Jorden is interested in the movement of color, its optical phenomenon, and its transformative potential. In this new work, color is both material and physical. With weight and energy, paint flows over raw linen surfaces, and washes of pigment soak into the weave of the fabric. Within and between paintings, bright spectral colors transform into more earthy, muted, and transparent tones. These color shifts give the effect of atmospheric perspective and play with the way color appears to change at different times of day. Open spaces collide with density; presence and disappearance are simultaneous. The experience of Jorden’s paintings is also activated by and relies on movement. For example, when a viewer walks by and observes from a particular angle or from straight in front of the painting, the silver may appear bright white or a neutral gray depending on how light falls across the surface.

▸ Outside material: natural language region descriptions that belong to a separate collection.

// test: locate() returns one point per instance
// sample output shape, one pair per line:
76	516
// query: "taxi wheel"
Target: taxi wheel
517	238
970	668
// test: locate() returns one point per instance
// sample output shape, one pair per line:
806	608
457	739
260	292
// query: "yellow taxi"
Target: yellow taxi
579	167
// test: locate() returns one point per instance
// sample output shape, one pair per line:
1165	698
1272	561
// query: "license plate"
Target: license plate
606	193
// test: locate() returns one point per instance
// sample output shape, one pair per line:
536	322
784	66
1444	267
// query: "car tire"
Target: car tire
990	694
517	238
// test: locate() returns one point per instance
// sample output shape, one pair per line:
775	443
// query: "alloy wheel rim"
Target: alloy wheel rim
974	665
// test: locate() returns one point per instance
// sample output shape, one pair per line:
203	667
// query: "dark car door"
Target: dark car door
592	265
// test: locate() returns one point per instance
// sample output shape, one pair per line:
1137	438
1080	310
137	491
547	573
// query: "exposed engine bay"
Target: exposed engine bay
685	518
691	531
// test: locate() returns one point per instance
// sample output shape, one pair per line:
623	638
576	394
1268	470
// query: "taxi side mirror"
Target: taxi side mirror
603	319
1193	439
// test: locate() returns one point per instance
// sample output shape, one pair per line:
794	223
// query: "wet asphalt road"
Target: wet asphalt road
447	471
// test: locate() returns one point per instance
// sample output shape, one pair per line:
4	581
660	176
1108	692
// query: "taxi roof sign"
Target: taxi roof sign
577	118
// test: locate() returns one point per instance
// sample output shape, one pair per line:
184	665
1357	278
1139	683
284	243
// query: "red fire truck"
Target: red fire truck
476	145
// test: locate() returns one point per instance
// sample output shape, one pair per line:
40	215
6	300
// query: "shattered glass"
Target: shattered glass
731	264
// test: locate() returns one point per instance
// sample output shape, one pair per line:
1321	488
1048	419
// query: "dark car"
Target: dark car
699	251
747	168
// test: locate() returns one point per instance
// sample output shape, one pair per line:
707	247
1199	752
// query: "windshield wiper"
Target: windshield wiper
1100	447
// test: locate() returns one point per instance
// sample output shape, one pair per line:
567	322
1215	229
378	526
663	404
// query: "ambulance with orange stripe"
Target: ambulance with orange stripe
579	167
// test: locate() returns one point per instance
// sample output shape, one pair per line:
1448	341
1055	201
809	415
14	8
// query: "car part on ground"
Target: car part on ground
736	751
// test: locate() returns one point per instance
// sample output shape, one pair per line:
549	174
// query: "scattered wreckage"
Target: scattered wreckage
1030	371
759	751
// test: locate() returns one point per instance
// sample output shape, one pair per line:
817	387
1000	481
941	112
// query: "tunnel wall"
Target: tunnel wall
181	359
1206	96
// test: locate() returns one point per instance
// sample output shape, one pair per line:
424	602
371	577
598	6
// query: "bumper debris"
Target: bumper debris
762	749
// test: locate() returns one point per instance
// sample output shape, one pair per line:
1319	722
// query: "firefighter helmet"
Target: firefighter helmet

With the shaped canvases, Jorden explores the primary painterly concerns of flatness vs. illusionistic space and the materiality not only in paint handling but in the shape, scale and sculptural qualities and objectness of a painting. Fluid pours of paint flow over and wraps around the frame of the stretcher, thus interrupting the geometry of the painting. She creates a tension between the flatness of a painted surface and a deep illusionistic space. This figure ground tension, the capturing of losing of structural form, is related to Jorden’s interest in the subjective and phenomenological experience of a painterly space.
Pamela Jorden was born in Knoxville in 1969. She received her BFA from the University of Tennessee, Knoxville (1992) and her MFA from California Institute of the Arts in Valencia, California (1996). Jorden has had solo exhibitions at Klaus Von Nichtssagend Gallery, New York, NY, David Patton Los Angeles (Los Angeles, CA), Mason Gross Art Gallery, Rutgers University (New Brunswick, NJ), and London Street Projects (Los Angeles, CA). Selected group exhibitions include NOW-ISM: Abstraction Today at the Pizzuti Collection, Samuel Freeman Gallery, Forms of Abstraction at the Irvine Fine Arts Center, The Working Title at the Bronx River Art Center, NY; Themes and Variations, New Abstraction in Los Angeles at the Torrance Art Museum, CA; (Keep Feeling) Fascination: Recent Abstract Painting in Los Angeles, Luckman Gallery, California State University, Los Angeles, CA. Jorden lives and works in Los Angeles. She is a founding member of WPA, an artist-run collective.